Trial Title:
HTL0039732 in Participants With Advanced Solid Tumours
NCT ID:
NCT05944237
Condition:
Neoplasms
Prostatic Neoplasms, Castration-Resistant
Stomach Neoplasms
Esophageal Neoplasms
Head and Neck Neoplasms
Colorectal Neoplasms
Pancreatic Neoplasms
Lung Neoplasms
Urinary Bladder Neoplasms
Mesothelioma, Malignant
Uterine Cervical Neoplasms
Kidney Neoplasms
Sarcoma
Pheochromocytomas
Conditions: Official terms:
Neoplasms
Mesothelioma
Mesothelioma, Malignant
Colorectal Neoplasms
Prostatic Neoplasms
Lung Neoplasms
Pancreatic Neoplasms
Head and Neck Neoplasms
Pheochromocytoma
Stomach Neoplasms
Esophageal Neoplasms
Uterine Cervical Neoplasms
Urinary Bladder Neoplasms
Kidney Neoplasms
Prostatic Neoplasms, Castration-Resistant
Atezolizumab
Conditions: Keywords:
EP4 antagonist
Anti-PD-1/PD-L1 agents
PGE2
EP4
COX inhibitor
Study type:
Interventional
Study phase:
Phase 1/Phase 2
Overall status:
Recruiting
Study design:
Allocation:
Non-Randomized
Intervention model:
Parallel Assignment
Primary purpose:
Treatment
Masking:
None (Open Label)
Intervention:
Intervention type:
Drug
Intervention name:
HTL0039732 Capsules
Description:
HTL0039732 Capsules will be administered orally to fasted participants, although an
exploration of food effects may be performed as a single dose at Cycle 0. A single dose
will be administered between 3 and 9 days prior to commencement of Cycle 1. From Cycle 1
Day 1, HTL0039732 will be administered on a once daily (QD) schedule. Each administration
cycle will consist of 21 days with no break between cycles.
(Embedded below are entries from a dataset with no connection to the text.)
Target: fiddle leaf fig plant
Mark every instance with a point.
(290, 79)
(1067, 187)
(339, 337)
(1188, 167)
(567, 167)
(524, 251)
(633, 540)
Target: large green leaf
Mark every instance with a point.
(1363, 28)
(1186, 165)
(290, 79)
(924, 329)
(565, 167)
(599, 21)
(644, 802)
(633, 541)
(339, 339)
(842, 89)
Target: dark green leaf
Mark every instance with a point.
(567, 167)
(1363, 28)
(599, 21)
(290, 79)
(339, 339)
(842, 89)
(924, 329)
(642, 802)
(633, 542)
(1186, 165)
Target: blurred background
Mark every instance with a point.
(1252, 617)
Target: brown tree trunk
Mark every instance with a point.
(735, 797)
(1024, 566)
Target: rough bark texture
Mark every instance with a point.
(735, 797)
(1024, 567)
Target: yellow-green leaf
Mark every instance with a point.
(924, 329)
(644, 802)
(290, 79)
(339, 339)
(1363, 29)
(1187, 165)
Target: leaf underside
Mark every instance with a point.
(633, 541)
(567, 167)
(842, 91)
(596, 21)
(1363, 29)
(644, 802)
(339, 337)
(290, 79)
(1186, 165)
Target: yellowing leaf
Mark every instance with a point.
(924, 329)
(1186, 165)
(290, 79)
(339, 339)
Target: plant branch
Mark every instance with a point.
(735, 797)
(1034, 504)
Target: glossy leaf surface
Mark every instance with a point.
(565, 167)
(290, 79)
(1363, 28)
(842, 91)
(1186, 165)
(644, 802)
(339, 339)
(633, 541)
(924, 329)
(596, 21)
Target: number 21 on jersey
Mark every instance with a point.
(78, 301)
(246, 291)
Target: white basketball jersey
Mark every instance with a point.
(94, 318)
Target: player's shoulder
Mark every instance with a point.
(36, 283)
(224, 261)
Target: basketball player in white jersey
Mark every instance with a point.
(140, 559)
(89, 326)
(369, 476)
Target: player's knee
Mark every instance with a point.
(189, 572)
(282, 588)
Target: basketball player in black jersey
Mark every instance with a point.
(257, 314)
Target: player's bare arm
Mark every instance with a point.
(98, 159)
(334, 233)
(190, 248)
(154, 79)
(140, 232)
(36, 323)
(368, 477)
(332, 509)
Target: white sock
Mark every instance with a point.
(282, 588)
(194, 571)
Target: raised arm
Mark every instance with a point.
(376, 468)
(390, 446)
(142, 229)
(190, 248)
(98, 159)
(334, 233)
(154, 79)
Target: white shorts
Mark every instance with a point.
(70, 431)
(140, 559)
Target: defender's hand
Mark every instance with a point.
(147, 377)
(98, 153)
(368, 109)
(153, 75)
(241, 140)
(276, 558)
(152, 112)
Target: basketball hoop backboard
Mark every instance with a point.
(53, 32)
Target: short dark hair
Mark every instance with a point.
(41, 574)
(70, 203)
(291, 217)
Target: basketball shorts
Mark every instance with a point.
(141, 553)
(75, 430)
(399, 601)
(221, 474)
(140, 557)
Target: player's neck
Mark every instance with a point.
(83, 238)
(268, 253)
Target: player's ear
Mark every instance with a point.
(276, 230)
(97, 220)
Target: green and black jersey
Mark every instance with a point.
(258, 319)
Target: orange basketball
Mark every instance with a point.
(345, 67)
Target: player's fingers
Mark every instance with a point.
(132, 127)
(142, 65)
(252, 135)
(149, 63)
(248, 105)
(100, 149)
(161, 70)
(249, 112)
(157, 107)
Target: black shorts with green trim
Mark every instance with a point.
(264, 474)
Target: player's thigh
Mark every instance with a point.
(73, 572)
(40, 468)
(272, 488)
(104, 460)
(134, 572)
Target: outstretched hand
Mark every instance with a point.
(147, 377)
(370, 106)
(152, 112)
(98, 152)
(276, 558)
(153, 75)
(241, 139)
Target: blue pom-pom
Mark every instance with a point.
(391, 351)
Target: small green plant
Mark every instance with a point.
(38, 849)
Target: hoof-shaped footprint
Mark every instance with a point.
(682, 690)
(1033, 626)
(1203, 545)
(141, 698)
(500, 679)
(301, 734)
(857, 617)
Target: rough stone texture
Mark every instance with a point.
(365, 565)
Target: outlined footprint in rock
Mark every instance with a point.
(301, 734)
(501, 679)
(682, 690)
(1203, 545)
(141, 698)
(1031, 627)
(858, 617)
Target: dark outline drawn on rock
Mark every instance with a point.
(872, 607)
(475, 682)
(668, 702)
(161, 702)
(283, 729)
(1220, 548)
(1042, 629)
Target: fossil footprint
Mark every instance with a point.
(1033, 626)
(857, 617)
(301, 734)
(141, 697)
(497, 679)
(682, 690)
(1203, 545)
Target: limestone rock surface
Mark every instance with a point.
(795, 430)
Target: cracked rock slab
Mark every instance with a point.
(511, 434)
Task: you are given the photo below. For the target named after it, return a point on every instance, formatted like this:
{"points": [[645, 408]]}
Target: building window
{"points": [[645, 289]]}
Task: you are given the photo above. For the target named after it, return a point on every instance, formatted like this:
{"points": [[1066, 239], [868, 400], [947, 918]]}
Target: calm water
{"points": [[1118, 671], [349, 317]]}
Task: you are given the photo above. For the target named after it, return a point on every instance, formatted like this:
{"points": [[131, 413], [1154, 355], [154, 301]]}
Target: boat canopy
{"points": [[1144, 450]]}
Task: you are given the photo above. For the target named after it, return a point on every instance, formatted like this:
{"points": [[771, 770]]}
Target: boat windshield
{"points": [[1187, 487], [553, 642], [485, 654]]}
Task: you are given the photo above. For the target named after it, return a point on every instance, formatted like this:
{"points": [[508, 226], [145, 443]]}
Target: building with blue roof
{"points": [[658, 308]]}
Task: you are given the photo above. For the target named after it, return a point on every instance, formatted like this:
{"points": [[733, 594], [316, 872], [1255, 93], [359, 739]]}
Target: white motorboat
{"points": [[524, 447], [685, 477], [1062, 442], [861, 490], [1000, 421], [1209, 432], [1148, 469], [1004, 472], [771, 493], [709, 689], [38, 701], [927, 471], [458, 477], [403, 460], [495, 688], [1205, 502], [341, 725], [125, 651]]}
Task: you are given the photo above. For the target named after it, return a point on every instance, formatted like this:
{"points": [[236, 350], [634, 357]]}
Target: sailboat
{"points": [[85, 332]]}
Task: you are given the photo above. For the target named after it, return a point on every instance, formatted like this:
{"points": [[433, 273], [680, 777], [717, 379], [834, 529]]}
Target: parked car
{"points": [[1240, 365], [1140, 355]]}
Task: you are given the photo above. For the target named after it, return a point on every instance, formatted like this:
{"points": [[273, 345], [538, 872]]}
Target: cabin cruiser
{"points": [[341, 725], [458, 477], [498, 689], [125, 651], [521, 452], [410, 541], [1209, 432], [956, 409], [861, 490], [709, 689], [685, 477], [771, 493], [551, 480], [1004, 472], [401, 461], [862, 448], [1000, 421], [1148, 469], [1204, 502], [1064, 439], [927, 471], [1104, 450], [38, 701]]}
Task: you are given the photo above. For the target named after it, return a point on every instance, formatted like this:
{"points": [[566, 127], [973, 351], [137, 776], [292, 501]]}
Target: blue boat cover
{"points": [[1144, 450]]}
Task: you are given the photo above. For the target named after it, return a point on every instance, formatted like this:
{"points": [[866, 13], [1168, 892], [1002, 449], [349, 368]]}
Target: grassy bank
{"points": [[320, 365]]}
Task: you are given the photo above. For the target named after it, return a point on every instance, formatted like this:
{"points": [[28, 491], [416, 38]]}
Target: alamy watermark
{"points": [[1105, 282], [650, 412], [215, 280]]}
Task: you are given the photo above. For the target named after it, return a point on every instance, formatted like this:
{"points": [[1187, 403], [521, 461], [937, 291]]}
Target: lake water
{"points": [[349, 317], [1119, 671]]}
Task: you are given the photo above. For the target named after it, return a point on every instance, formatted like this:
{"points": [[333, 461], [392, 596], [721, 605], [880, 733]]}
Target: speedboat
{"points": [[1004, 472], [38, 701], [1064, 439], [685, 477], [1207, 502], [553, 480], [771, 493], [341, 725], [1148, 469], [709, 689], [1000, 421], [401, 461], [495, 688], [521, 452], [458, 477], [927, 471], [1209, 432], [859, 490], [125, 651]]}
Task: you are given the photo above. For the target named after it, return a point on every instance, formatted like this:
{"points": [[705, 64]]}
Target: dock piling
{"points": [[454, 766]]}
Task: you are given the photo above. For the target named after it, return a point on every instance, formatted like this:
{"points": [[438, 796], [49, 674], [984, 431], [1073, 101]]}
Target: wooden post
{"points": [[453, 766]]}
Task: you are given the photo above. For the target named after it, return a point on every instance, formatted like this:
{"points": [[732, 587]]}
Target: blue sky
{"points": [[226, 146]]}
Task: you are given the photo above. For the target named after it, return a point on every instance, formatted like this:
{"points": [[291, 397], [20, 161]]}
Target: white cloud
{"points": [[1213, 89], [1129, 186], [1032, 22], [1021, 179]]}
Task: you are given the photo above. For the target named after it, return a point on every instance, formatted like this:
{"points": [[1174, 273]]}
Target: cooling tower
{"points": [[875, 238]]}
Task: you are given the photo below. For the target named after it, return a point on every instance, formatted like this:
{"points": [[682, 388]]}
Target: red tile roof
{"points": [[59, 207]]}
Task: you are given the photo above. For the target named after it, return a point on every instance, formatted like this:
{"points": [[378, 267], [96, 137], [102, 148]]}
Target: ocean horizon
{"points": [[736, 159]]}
Participants may initially
receive up to 18 cycles but may continue for a further 18 cycles if they are deemed to be
benefitting.
Arm group label:
Phase 1 Part A HTL0039732 (Dose Escalation Monotherapy)
Intervention type:
Drug
Intervention name:
HTL0039732 Capsules and atezolizumab infusion
Description:
HTL0039732 Capsules will be administered orally on a QD schedule to fasted participants
starting on Cycle 1 Day 1. Each administration cycle will consist of 21 days with no
break between cycles. Cycle 1 will consist of HTL0039732 monotherapy. From Cycle 2
onwards, participants will also receive 1200 mg atezolizumab as an IV infusion on Day1 of
each cycle (i.e. every 3 weeks). Participants may initially receive up to 18 cycles of
HTL0039732 but may continue for a further 18 cycles if they are deemed to be benefitting,
and they may receive up to 36 cycles of atezolizumab.
Arm group label:
Phase 1 Part B HTL0039732 and Atezolizumab (Dose Escalation Combination)
Arm group label:
Phase 2a HTL0039732 and Atezolizumab (Dose Expansion Combination)
Summary:
The purpose of this trial is to evaluate a new drug, HTL0039732, that will be
administered on its own (as a monotherapy) and in combination with atezolizumab or with
other approved anti-cancer therapies, in participants with advanced solid tumours.
Detailed description:
The trial will investigate HTL0039732, a novel specific E-type prostanoid receptor 4
(EP4) antagonist, as a monotherapy and in combination with atezolizumab, a monoclonal
antibody that binds to the programmed death ligand 1 (PD-L1). The trial may be expanded
in future to also evaluate HTL0039732 in combination with other approved anti-cancer
therapies. HTL0039732 is a small molecule drug that blocks activation of EP4 receptors by
prostaglandin E2, a naturally occurring substance in the body.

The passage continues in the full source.